Spain Is Expanding Internet Blockade During Major Sporting Events to Include More Sports

Spain’s internet landscape is about to become considerably more turbulent. A new court ruling has empowered Telefónica, the country’s dominant telecommunications provider, to extend its controversial live-event internet blocking regime well beyond football, sweeping in tennis, golf, and even movies and television series.

Sources state that Telefónica Audiovisual Digital, the operator’s division that runs the Movistar Plus+ platform, secured a new court resolution on March 23 that authorizes fresh blocks tied not only to football but to other sports and entertainment content. The order comes from Barcelona’s Commercial Court and covers dynamic blocking of websites broadcasting content illegally that is owned by Telefónica.

Spain has been dealing with recurring internet disruptions since February 2025, every time a significant La Liga match takes place. La Liga, working alongside Telefónica, obtained judicial authorization to dynamically block IP addresses detected as participating in the unauthorized distribution of its content. The comparison offered by critics is apt: just as one street address contains many homes, a single IP address hosts thousands of websites, all of which become inaccessible when that address is blocked. Every weekend, the system orchestrated by La Liga president Javier Tebas has interfered with access to numerous legitimate websites, something the Spanish government itself has acknowledged.

Until now, those disruptions were largely confined to La Liga match windows. Outside those hours, Spanish internet users could browse without issue. That window of normalcy is closing.

The new authorization takes effect immediately, applying “every day of live sports event broadcasts,” beginning with the Champions League elimination round match between Atlético de Madrid and Barcelona on Tuesday, April 14. The blocking continues Wednesday for Bayern Munich vs. Real Madrid, and, according to reports, will repeat “in other sporting events, such as tennis or golf tournaments, both in live broadcasts and in movies and series.”

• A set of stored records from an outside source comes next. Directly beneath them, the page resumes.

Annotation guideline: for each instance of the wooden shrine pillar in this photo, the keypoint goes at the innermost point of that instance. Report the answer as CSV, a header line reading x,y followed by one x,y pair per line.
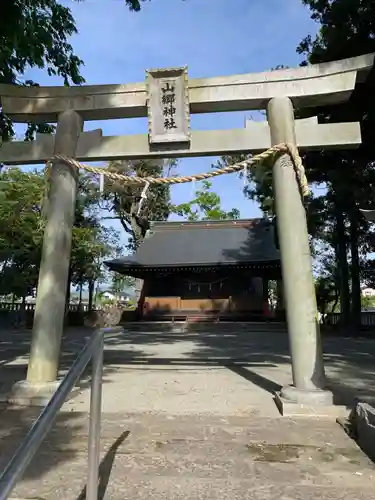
x,y
54,270
304,335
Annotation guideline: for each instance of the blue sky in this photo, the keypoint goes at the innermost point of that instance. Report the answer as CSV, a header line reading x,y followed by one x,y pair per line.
x,y
211,37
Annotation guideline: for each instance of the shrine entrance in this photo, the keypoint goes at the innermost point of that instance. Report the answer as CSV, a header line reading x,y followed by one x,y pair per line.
x,y
168,98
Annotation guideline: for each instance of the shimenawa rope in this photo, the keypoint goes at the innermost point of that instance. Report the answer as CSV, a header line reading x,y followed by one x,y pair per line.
x,y
274,151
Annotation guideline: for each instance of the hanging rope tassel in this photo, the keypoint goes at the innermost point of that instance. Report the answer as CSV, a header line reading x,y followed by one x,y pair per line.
x,y
143,197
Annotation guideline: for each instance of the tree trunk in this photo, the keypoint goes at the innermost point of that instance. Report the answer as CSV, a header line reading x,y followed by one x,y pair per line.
x,y
355,273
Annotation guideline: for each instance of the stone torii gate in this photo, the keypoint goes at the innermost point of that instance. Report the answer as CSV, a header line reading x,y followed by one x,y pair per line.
x,y
167,98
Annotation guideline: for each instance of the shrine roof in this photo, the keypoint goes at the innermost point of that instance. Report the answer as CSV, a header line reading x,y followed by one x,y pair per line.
x,y
203,243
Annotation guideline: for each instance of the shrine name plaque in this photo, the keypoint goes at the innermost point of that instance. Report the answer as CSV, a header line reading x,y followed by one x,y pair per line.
x,y
168,106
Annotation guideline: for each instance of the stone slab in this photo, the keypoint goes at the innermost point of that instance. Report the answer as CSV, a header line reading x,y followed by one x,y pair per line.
x,y
364,421
254,138
311,85
290,409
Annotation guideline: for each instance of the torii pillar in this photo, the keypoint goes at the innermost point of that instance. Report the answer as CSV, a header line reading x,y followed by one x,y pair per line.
x,y
41,381
309,380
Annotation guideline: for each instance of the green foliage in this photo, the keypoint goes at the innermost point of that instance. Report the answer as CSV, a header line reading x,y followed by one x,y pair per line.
x,y
205,206
21,230
34,33
124,201
21,233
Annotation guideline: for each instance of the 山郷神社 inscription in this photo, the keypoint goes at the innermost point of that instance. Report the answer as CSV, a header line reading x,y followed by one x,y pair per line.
x,y
168,106
168,98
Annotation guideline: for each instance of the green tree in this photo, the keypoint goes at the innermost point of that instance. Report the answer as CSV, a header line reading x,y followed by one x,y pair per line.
x,y
126,204
347,30
205,206
21,230
35,33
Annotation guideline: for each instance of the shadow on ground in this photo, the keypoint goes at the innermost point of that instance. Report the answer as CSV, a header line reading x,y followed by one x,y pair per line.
x,y
242,349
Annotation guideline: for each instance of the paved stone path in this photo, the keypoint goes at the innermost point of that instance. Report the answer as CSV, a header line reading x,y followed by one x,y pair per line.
x,y
195,457
189,415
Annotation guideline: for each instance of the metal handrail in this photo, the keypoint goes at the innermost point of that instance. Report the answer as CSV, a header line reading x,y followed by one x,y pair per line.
x,y
35,437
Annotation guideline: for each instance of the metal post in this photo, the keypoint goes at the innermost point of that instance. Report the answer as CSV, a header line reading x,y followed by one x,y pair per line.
x,y
94,428
299,293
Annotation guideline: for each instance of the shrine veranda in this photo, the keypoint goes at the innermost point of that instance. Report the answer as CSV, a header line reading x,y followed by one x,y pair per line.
x,y
167,98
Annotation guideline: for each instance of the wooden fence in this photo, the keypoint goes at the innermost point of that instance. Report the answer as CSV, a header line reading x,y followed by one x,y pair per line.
x,y
17,306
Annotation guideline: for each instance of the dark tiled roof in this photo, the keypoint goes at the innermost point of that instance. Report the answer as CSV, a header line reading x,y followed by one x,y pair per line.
x,y
203,243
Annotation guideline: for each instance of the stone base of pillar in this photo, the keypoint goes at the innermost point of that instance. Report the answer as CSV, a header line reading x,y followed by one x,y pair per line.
x,y
293,402
24,393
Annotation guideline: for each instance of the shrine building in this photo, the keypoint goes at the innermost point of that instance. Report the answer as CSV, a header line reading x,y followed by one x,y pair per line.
x,y
213,269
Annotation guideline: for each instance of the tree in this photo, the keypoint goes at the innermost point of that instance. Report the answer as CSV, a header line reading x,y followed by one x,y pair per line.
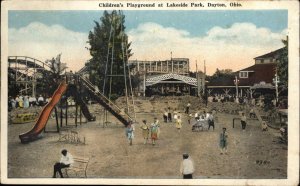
x,y
50,80
109,49
282,64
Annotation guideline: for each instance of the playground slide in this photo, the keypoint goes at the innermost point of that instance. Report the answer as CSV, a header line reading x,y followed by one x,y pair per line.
x,y
75,93
106,103
40,124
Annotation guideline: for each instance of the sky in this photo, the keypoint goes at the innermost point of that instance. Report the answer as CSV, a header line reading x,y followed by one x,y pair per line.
x,y
224,39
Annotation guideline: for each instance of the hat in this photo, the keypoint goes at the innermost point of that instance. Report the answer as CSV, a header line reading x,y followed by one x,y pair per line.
x,y
185,155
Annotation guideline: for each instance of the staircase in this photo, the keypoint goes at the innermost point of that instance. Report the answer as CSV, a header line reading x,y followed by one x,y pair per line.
x,y
105,102
72,89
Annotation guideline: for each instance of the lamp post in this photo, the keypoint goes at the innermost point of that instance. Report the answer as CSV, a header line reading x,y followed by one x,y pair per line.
x,y
236,82
276,81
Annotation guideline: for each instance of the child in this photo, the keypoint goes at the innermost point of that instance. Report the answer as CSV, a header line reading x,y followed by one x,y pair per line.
x,y
145,130
165,116
175,115
189,118
129,132
178,123
243,121
264,126
223,141
154,130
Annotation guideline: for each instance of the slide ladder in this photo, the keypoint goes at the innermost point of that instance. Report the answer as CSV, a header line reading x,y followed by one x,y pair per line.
x,y
258,116
42,120
73,91
105,102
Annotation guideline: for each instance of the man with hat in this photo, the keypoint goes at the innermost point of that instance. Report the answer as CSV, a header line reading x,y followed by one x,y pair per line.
x,y
187,167
65,161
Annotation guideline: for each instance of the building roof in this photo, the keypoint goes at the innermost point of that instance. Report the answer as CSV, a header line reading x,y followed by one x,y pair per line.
x,y
258,73
271,54
222,81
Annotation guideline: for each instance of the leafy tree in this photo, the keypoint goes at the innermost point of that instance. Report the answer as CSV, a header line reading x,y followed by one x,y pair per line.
x,y
109,48
282,65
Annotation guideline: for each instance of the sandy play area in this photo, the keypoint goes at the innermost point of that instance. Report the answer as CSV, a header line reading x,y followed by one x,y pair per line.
x,y
251,154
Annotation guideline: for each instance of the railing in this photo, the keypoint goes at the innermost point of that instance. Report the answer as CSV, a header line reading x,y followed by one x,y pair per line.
x,y
108,102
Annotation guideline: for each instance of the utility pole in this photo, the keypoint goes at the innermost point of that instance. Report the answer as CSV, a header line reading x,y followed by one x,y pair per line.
x,y
198,80
236,82
276,81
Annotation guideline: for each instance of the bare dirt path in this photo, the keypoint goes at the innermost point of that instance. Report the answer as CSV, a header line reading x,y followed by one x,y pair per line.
x,y
251,154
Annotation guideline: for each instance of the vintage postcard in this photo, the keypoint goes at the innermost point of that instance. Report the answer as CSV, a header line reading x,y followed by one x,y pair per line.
x,y
150,92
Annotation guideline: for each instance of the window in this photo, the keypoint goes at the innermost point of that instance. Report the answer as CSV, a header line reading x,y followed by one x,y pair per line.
x,y
243,74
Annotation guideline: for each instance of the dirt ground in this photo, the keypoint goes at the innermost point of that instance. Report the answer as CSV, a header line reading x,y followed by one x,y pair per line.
x,y
251,154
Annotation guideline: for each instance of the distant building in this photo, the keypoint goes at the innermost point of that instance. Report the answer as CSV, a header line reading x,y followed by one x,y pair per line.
x,y
168,77
254,80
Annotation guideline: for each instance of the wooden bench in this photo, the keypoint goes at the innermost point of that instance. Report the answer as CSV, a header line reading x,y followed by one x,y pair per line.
x,y
80,165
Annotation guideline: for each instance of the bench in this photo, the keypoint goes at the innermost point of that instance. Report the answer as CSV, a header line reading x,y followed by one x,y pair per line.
x,y
80,165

The scope of the new order is also notably broader than previous rulings. Rather than targeting only major carriers, the authorization extends beyond Movistar, MásOrange, Vodafone, and Digi to include “the rest of small and medium operators offering network access services at national, regional and local level.” These smaller providers will receive lists of IP addresses, URLs, and domain names from Telefónica for enforcement purposes.

That expanded reach raises the stakes considerably for collateral disruption. The blocking mechanism targets IP addresses, and when those addresses belong to large content delivery networks like Cloudflare, entire ranges of the network get blocked rather than individual unauthorized sites. The result is that legitimate businesses, developers running automated build pipelines, travelers checking in for flights, and ordinary users trying to access government services can find themselves locked out without warning. Reports of failed deployment jobs and inaccessible critical services have circulated widely among Spanish developers, and at least one missing persons tracking application reportedly went dark during a blocking window.

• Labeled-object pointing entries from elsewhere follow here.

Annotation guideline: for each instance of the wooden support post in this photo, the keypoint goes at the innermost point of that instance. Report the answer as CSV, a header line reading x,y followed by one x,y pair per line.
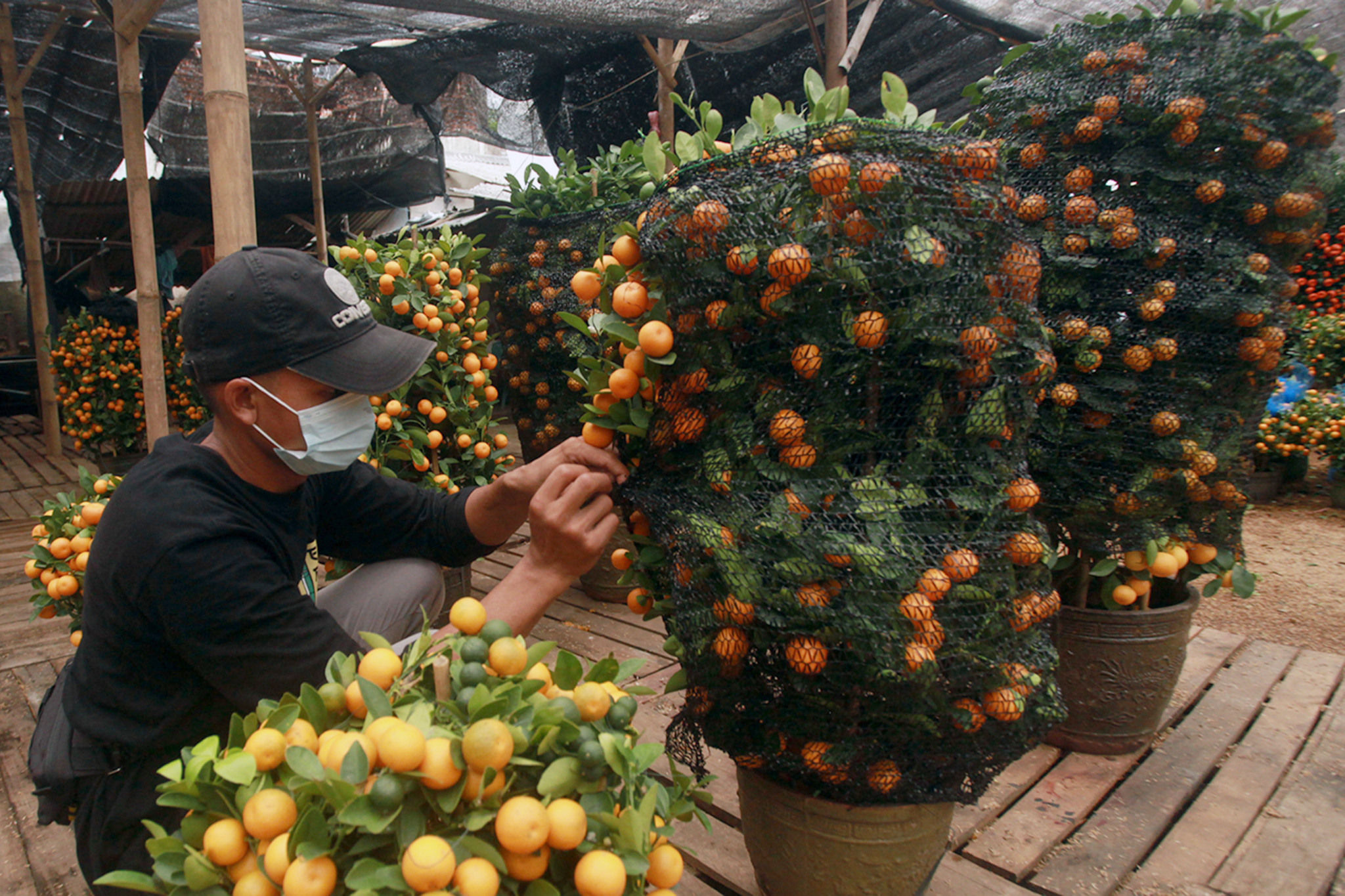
x,y
127,14
228,128
14,82
311,98
666,58
837,39
315,161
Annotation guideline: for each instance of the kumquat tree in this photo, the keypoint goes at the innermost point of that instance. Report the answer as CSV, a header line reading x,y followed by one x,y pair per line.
x,y
100,386
64,538
1169,169
821,362
436,430
422,774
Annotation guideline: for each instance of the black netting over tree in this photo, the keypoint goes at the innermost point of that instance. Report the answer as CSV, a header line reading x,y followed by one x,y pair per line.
x,y
834,475
535,264
1168,171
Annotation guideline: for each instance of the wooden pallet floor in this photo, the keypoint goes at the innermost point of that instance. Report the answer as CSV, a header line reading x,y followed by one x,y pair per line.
x,y
27,475
1242,794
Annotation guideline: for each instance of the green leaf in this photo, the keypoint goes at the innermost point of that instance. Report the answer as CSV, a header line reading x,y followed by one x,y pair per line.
x,y
354,767
893,93
560,778
376,699
304,763
1245,584
628,667
1103,567
676,683
131,880
603,671
688,150
370,874
568,671
238,767
376,640
315,710
814,86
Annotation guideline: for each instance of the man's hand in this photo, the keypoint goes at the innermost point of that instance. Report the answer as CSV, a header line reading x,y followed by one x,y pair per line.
x,y
572,521
495,511
530,477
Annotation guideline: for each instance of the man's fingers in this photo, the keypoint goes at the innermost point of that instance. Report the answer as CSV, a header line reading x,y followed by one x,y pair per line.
x,y
558,480
583,488
603,532
596,458
594,511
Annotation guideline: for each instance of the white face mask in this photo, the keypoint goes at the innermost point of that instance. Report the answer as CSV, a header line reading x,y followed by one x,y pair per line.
x,y
337,433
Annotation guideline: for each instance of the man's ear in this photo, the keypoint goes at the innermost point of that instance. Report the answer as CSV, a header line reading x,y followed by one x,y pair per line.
x,y
238,399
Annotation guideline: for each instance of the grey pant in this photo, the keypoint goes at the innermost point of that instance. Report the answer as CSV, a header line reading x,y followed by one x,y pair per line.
x,y
390,598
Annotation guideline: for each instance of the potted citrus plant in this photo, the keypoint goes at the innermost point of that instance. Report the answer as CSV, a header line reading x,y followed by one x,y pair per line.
x,y
468,763
102,403
62,539
1168,191
437,429
822,370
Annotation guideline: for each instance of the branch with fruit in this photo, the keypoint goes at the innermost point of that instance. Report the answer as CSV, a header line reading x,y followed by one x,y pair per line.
x,y
470,763
60,555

Critics have pointed to a sharp irony at the center of the arrangement: the people who actively seek out unauthorized broadcasts are the least affected by the blocks. Anyone with a functioning VPN or basic technical knowledge can navigate around them with minimal effort. The people left without service are ordinary users who happen to need internet access during a match, often for reasons that have nothing to do with football.

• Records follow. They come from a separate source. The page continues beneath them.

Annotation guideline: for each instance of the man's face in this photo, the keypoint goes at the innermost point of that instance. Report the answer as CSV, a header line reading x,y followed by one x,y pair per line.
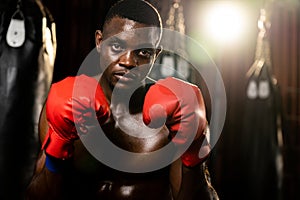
x,y
127,53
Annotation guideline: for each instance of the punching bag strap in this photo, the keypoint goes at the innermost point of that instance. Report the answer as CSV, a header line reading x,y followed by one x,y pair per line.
x,y
15,35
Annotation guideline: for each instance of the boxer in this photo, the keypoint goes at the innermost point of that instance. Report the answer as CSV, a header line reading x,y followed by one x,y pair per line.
x,y
65,169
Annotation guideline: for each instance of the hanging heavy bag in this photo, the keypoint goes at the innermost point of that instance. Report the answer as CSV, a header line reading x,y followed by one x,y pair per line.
x,y
20,46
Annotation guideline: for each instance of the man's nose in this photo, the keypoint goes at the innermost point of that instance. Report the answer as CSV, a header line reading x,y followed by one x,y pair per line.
x,y
129,60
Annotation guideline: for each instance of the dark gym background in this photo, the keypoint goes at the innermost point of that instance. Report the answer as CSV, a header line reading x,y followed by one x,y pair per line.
x,y
76,22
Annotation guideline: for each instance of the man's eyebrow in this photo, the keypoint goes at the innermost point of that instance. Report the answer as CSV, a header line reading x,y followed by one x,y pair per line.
x,y
116,39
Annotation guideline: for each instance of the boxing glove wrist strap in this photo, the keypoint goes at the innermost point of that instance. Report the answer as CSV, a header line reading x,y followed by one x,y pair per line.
x,y
56,165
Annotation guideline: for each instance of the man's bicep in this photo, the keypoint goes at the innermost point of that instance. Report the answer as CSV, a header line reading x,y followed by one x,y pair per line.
x,y
43,125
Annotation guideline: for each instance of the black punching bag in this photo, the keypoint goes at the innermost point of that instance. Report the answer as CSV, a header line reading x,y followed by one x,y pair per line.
x,y
261,136
21,42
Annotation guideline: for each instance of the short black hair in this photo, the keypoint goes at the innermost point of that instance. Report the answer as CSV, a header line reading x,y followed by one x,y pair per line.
x,y
137,10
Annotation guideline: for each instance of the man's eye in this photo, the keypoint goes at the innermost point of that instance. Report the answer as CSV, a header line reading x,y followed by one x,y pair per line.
x,y
146,53
116,47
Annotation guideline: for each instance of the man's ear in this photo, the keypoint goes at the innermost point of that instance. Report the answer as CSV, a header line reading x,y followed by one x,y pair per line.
x,y
98,39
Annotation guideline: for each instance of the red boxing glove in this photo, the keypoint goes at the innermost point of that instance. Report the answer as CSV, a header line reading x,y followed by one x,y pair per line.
x,y
73,102
180,106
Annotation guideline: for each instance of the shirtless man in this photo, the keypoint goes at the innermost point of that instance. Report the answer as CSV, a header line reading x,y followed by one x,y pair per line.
x,y
65,169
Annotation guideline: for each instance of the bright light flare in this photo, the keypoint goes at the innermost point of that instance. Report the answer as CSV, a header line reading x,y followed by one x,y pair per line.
x,y
225,22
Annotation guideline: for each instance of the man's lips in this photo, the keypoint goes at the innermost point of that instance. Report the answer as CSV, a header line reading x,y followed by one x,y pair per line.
x,y
125,76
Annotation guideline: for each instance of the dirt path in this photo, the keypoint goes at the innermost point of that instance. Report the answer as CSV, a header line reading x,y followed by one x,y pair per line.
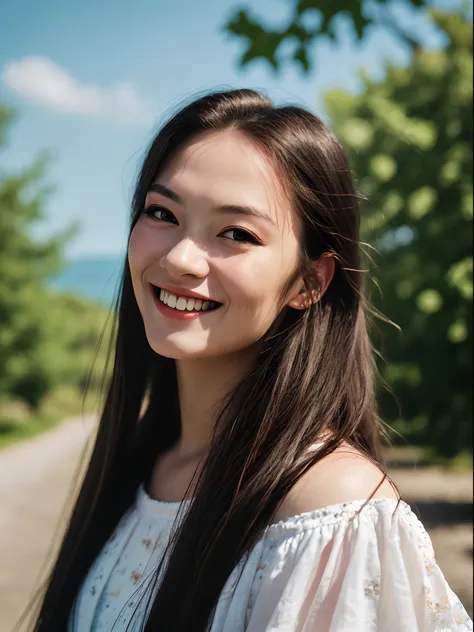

There is also a significant conflict of interest embedded in the arrangement. Telefónica pays roughly one billion euros per year for sports broadcasting rights in Spain, making the company both the financial engine behind live sports content and the enforcer of that content’s exclusivity. It also operates its own content delivery network, which competes directly with Cloudflare, the service whose infrastructure repeatedly absorbs the brunt of the blocking activity.

The economic gap between legal and unauthorized options helps explain why the piracy market persists despite aggressive enforcement. Legal sports packages in Spain can run anywhere from 79 to 200 euros per month, in a country where average take-home pay hovers around 1,700 euros monthly. Unauthorized IPTV services, by contrast, often cost between 20 and 60 euros per year.

That difference, roughly a 20-to-1 ratio in annual cost, creates a persistent demand that IP blocking alone cannot resolve. La Liga reported 5.4 billion euros in revenue in 2025, yet the legal viewing experience continues to frustrate many paying customers, who must juggle multiple platform subscriptions to watch all available matches and often encounter blackouts and geographic restrictions even after paying.

European Union Regulation 2015/2120, which requires internet service providers to treat all traffic equally, would appear to conflict with the practice of selectively blocking IP addresses during live events. The blocks operate through a court-ordered exemption from those net neutrality requirements, meaning no new legislation was passed. Judges are applying existing law in ways that have alarmed digital rights advocates across the continent.

Spain’s Supreme Court has previously ruled that football broadcasts do not qualify as copyrighted works under the protected categories of art, literature, or science. La Liga and Telefónica have worked around that limitation by pursuing internet service providers on the grounds of participation in unlawful activity rather than direct copyright claims, and by deliberately avoiding legal action against Cloudflare itself, which would produce binding legal precedent.

Italy has pursued similar approaches, and observers warn that if Spain’s model proves durable, other EU member states may adopt comparable frameworks.